Dec 01, 2007 12:18
2007, it has turned out, was the year of God's absence. God's absence was lamented by a modern saint and celebrated by famous atheists. We learned that Mother Teresa experienced long stretches during which she had no sense of God's presence. Because she had experienced startling epiphanies earlier in life, these stretches of divine absence were excruciating for her. And we heard arguments from Richard Dawkins and Christopher Hitchens, among others, that God hasn't made himself known because, well, there is no one to be made known.
I like to think I'm more like Mother Teresa-someone who longs to experience more of God's presence. I pray for that experience. I open myself more to that Presence. I sometimes wonder, though, if I know what I'm asking for. While we read many prayers in the Bible pleading for God to make himself known, we have many other instances in which devout believers hide or flee from God's presence. It started with Adam and Eve.
We take up the story after the blessed couple had eaten of the forbidden fruit. They intuitively sensed something tragic had occurred. They did not have to be taught that God is holy and not to be trifled with. They are so intimate with their Creator that guilt and shame are immediate reactions. Naturally, they try to escape God's presence when they hear him rustling in the trees: "They heard the sound of the Lord God walking in the garden in the cool of the day, and the man and his wife hid themselves from the presence of the Lord" (Gen. 3.8).
This is the first installment of a subplot that runs throughout the Bible. To be in the presence of a holy God, the biblical authors tell us, is not necessarily like a trip to the beach. The holiness of God and the sinfulness of man do not mix. As Moses put it, no one can see God face-to-face and live. And yet it is also clear that it is impossible to escape that Presence. God's presence, as the Psalmist put it, hems us in (Ps. 139:5). At one point, the prophet Amos hears the Lord speak these alarming words:
If they dig into Sheol,
from there shall my hand take them;
if they climb up to heaven,
from there I will bring them down.
If they hide themselves on the top of Carmel,
from there I will search them out and take them;
and if they hide from my sight at the bottom of the sea,
there I will command the serpent, and it shall bite them. (Amos 9:1-3).
The corruption within-greed, lust, selfishness, injustice, that is, all the self-imposed diseases that infect our souls-combined with the inescapable presence of a holy God can only result in a conflagration in which we are consumed. This is the reality of our existence, which people of spiritual discernment have always recognized. It's the reason Martin Luther at first only hated God's presence.
Such Presence is not something a sane person prays or longs for. Which suggests something about my prayers: I may not be in touch with reality as much as I think. I imagine that being in God's presence is the equivalent of walking on an open beach, basking in sunshine that warms me through and through. Instead, the reality is more like darting nervously around a prison courtyard at midnight, with God's glaring searchlight following my every step, exposing my every move.
I don't think I am alone in my denial. This is why I think people like me secretly cheer the atheists, and their patron saint Friedrich Nietzsche. It was Nietzsche who coined the phrase "God is dead." By that he meant nothing metaphysical as much something practical and spiritual: Religion was no longer a source of authority. "God says" or "the church says" or "the pastor says" no longer motivate people, he argued. He concluded that we must become our own gods, each our own source of moral authority.

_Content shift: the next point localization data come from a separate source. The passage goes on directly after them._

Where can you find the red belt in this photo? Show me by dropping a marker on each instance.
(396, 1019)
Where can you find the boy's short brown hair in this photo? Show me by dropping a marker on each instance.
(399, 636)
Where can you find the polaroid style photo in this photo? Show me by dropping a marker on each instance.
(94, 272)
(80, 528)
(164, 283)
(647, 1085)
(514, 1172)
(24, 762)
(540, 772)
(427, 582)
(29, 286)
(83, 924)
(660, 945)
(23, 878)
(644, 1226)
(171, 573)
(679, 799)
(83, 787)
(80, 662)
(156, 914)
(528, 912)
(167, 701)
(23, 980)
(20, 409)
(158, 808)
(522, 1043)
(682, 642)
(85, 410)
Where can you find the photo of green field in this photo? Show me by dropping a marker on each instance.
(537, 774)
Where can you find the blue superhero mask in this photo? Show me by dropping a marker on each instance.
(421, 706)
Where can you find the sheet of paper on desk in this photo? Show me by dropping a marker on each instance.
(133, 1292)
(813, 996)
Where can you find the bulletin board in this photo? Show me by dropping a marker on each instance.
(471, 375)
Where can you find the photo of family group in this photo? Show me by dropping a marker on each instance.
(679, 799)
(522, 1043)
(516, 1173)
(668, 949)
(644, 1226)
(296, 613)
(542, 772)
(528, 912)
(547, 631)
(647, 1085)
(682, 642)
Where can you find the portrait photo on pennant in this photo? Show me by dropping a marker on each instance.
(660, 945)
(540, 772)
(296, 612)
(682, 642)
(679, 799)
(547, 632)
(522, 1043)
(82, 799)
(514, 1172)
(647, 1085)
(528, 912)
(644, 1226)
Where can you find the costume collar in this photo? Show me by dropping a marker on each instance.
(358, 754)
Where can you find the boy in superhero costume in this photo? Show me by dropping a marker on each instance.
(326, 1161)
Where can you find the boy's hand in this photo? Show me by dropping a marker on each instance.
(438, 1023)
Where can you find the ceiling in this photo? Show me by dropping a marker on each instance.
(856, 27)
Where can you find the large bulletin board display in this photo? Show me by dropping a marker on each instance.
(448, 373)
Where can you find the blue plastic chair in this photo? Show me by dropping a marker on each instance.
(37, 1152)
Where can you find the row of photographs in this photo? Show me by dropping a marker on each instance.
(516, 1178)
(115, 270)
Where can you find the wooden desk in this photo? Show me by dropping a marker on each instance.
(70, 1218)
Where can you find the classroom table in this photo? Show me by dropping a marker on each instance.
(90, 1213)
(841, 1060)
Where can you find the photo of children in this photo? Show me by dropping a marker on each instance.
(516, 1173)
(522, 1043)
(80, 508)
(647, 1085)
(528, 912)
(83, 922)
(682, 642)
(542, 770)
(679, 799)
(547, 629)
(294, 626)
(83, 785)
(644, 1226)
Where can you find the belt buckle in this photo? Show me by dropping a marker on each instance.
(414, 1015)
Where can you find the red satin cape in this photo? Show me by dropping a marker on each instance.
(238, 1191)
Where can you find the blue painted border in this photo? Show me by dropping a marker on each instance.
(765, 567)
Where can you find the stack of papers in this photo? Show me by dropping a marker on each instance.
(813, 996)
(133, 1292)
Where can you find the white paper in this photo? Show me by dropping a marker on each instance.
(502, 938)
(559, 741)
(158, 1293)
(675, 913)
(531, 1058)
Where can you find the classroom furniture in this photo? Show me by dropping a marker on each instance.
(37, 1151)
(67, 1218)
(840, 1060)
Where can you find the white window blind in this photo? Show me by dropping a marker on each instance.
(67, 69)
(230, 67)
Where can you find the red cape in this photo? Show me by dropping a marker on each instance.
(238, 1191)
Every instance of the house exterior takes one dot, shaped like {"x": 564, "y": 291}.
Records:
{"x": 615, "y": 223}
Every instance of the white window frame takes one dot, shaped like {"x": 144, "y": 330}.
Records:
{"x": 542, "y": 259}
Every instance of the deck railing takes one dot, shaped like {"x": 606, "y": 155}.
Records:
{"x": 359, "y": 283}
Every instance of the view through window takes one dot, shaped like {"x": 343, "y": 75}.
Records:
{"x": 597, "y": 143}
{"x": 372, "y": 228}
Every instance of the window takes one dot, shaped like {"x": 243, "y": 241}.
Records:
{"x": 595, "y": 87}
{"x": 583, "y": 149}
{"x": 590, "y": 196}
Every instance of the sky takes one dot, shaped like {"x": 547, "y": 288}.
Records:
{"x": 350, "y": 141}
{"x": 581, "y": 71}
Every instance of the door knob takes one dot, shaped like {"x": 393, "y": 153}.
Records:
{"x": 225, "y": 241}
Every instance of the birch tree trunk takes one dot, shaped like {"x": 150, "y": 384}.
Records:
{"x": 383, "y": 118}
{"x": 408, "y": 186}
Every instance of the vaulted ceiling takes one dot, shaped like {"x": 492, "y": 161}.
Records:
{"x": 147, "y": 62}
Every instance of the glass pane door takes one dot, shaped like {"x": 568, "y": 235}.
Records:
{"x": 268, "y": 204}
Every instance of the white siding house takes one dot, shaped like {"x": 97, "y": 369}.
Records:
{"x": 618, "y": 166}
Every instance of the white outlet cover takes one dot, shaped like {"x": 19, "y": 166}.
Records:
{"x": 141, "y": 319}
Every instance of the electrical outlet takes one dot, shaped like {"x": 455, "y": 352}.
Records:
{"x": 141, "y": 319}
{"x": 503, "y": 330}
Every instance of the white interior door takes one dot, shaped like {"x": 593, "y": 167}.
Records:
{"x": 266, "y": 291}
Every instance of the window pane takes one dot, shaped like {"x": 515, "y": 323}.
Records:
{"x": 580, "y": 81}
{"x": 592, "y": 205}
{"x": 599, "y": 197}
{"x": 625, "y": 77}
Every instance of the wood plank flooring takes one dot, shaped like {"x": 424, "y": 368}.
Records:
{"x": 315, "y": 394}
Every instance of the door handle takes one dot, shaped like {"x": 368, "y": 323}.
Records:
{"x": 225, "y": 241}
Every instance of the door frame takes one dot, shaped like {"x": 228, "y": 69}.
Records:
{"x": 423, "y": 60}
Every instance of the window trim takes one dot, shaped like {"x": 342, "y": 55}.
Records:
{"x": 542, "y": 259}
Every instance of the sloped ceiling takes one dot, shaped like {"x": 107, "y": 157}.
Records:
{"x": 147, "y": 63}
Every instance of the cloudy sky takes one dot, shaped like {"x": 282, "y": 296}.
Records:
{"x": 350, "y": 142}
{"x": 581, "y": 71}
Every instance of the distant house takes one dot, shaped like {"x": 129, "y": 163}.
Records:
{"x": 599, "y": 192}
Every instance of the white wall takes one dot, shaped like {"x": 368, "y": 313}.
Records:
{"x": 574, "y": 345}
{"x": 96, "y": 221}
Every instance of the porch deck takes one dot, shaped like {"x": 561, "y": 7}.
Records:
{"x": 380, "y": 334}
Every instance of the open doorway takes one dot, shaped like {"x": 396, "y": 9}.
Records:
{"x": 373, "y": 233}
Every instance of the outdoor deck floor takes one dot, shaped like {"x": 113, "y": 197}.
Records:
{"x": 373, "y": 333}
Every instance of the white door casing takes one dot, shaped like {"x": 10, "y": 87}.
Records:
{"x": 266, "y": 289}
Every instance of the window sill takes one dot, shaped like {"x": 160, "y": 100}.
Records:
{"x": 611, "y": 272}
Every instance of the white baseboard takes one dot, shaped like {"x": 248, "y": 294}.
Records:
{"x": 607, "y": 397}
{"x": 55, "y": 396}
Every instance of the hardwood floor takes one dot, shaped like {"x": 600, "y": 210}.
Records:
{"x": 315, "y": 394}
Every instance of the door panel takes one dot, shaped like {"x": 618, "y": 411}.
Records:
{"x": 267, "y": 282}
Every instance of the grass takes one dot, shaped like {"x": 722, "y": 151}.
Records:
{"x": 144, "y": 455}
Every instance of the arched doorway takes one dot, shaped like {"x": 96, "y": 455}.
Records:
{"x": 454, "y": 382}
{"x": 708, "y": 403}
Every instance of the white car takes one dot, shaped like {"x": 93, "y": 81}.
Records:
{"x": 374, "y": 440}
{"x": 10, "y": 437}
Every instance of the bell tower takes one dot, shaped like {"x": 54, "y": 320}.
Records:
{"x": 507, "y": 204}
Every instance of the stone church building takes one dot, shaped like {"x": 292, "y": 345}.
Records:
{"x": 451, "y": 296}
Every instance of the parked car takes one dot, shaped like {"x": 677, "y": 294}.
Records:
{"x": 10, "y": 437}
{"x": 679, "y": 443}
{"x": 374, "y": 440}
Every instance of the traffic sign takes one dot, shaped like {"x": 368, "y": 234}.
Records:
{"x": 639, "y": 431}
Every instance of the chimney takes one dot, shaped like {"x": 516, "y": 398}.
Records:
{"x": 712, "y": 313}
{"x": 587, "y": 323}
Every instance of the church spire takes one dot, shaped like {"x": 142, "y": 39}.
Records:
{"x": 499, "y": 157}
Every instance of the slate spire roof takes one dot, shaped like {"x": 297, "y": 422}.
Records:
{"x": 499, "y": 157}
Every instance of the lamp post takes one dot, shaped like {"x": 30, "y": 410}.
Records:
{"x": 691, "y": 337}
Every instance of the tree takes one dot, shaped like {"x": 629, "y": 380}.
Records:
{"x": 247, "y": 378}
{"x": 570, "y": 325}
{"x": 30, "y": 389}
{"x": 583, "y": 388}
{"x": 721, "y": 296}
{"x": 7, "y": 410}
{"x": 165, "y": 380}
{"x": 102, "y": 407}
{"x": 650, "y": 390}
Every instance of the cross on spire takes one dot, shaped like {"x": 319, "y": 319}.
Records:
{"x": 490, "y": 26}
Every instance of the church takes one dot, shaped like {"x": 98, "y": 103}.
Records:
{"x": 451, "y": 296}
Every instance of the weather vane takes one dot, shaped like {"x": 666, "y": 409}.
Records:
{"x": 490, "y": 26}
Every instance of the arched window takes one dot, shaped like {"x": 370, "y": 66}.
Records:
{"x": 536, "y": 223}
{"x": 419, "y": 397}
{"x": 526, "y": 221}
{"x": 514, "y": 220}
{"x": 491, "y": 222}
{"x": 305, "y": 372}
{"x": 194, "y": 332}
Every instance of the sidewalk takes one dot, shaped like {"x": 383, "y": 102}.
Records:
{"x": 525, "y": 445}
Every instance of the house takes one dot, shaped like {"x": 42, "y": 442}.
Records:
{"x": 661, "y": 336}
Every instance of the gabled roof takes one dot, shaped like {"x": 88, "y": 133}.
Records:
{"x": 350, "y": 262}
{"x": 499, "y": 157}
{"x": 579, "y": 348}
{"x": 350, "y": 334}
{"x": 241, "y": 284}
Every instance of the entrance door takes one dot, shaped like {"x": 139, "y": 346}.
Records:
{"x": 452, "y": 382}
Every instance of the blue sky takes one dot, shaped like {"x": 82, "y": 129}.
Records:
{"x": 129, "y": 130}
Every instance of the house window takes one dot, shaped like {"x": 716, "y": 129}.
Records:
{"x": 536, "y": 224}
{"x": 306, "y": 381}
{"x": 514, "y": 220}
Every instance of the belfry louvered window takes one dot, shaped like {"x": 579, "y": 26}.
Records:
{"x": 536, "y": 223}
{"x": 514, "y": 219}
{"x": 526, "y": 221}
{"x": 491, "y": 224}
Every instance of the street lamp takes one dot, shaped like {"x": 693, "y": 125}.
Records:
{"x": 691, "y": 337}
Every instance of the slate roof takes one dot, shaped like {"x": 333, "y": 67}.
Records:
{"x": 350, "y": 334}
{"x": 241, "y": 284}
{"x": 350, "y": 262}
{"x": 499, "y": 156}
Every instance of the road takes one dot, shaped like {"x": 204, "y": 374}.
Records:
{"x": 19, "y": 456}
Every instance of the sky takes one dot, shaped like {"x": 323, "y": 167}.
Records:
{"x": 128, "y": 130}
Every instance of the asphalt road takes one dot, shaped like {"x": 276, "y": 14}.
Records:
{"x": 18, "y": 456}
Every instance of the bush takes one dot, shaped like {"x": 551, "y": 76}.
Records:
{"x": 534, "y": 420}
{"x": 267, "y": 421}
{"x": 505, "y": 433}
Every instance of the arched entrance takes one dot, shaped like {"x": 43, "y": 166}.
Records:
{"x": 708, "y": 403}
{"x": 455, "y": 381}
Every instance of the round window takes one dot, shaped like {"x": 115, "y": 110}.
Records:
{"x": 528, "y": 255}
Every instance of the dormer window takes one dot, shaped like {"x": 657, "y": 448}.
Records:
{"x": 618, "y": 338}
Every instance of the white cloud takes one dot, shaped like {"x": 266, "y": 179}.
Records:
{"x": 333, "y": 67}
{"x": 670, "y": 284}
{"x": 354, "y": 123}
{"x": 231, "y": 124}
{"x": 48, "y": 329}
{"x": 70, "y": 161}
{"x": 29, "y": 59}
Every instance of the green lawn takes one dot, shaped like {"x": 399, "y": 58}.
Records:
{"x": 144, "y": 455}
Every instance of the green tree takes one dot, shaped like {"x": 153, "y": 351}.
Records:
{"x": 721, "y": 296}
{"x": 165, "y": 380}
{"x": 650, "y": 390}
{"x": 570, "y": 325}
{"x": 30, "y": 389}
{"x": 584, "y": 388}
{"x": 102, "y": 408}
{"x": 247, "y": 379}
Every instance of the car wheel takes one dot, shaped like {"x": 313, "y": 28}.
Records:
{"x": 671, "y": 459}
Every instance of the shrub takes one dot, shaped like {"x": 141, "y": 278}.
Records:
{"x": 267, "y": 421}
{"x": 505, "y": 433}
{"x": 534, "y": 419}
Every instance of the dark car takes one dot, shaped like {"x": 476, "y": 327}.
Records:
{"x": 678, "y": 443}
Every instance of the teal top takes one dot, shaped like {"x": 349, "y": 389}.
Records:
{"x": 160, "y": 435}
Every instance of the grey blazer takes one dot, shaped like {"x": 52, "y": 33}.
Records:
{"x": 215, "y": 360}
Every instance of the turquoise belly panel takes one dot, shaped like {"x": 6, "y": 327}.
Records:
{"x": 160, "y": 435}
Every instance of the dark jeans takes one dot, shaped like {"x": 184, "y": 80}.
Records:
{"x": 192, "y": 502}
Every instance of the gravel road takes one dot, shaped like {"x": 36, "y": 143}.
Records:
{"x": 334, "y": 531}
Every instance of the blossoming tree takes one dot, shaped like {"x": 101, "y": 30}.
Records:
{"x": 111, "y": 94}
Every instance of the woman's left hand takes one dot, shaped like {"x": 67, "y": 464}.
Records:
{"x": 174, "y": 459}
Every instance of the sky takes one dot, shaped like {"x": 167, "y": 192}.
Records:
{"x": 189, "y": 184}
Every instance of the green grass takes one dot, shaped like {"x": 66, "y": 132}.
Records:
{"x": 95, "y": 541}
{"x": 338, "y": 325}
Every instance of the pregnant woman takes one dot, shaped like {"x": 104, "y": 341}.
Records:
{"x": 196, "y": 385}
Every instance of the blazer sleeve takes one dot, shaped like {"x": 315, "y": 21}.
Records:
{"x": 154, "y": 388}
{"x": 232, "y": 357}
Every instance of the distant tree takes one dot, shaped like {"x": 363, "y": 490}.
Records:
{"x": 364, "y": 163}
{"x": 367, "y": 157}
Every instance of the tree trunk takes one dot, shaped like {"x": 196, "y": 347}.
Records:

I don't know about you, but to me this is sometimes a consoling thought! No more toeing the line regarding ancient moral codes. No more wallowing in guilt and shame for failing to live up to impossible commands. No more having to bend the knee to an exacting Divinity who says, "Be perfect as your Father in heaven is perfect." Instead, I can become my own moral authority.
If I truly opened myself up to God's presence, if I allowed the light of his holy grace to shine into my life, that light would expose what Jeremiah described as a desperately wicked heart. I'd have to acknowledge how much I hate God's rule in my life. I'd have to confess sins I'd just as soon deny exist. I'd have to turn my life around.
That there is a way of escape from this frightening reality goes without saying-almost. We Christians have been saying it for 2,000 years. We're about to begin another season-Advent-in which we pray and sing and celebrate the first coming of Christ because that coming made it possible for us to enter into the Holy Presence without getting killed.
But that doesn't mean entertaining the Holy Presence is pain-free. Before the healing of forgiveness comes, there is the pain of God's probing deeply into our souls and discovering the ugliness of diseases that fester there. It includes a redemptive suffering as God cleanses the tender wounds opened by his love.
Though we say we want God's presence in our lives, most of the time we're more like Adam and Eve than Mother Teresa. We secretly resonate with the atheists-thank God he is absent! And so most days, we pick another piece of fruit, sit down beneath the tree in the midst of the garden, and try to read yet another book on the problem of God, trying desperately to ignore the rustling in the trees around us.